Musim MotoGP 2026 masih sangat awal. Dengan karakter sirkuit yang beragam, Ducati masih punya peluang besar untuk kembali ke papan atas. Apalagi, mereka punya pembalap berkelas dunia seperti Francesco Bagnaia dan Marc Marquez yang punya kemampuan untuk kembali bersaing di podium.
1. Adaptasi Cepat dengan Sirkuit Baru
Beberapa sirkuit mendatang memiliki karakter yang lebih cocok dengan kekuatan motor Ducati. Ini bisa menjadi peluang untuk memperbaiki hasil.
2. Pengembangan Teknologi yang Terus Berjalan
Ducati tidak berhenti berinovasi.

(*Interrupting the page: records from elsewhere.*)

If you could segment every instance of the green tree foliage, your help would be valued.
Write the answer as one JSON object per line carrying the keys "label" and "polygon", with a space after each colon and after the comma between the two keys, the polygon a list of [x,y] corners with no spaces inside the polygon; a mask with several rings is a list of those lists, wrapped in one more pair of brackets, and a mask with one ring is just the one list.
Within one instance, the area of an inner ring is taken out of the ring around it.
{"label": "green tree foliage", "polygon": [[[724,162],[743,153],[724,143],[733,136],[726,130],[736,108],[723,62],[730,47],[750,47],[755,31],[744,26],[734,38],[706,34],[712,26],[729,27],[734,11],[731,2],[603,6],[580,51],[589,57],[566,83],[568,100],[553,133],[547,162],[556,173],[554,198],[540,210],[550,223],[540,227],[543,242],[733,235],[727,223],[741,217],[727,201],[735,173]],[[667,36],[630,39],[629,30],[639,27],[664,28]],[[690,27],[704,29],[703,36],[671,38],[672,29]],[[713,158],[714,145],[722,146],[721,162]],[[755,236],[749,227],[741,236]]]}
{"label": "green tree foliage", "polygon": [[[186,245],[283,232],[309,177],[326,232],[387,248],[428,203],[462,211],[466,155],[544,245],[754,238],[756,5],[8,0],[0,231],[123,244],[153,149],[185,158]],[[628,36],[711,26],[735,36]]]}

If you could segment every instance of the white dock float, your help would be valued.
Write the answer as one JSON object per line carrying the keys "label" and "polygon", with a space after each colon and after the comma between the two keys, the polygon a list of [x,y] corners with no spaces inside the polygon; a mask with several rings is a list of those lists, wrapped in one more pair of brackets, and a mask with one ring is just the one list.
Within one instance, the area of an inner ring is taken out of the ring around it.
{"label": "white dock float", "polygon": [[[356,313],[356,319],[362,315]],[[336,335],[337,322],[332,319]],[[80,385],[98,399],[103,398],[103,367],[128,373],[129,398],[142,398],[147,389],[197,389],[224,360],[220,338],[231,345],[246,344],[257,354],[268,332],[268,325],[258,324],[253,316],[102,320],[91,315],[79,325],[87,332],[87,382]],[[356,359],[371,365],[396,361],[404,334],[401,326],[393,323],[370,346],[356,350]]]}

Mereka terus mengembangkan komponen baru yang bisa memberikan keunggulan di trek tertentu.
3. Pengalaman Tim dalam Menghadapi Krisis
Ducati punya track record panjang dalam mengatasi tantangan. Mereka pernah menghadapi fase sulit di masa lalu dan berhasil bangkit kembali.
Kesimpulan
MotoGP Thailand 2026 memang menjadi titik balik bagi Ducati. Rekor podium yang panjang terputus, dan performa motor mulai dipertanyakan. Namun, ini bukan akhir dari perjalanan mereka. Ini adalah awal dari fase evaluasi dan perbaikan.
Dengan kompetitor yang semakin kuat, terutama Aprilia, Ducati harus bekerja lebih keras dan lebih cepat. Tapi pengalaman, sumber daya, dan talenta yang mereka miliki masih menjadi modal besar untuk kembali ke puncak.
Disclaimer: Informasi dalam artikel ini bersifat terkini hingga tanggal publikasi. Hasil balapan, performa tim, dan data teknis bisa berubah seiring perkembangan musim MotoGP 2026.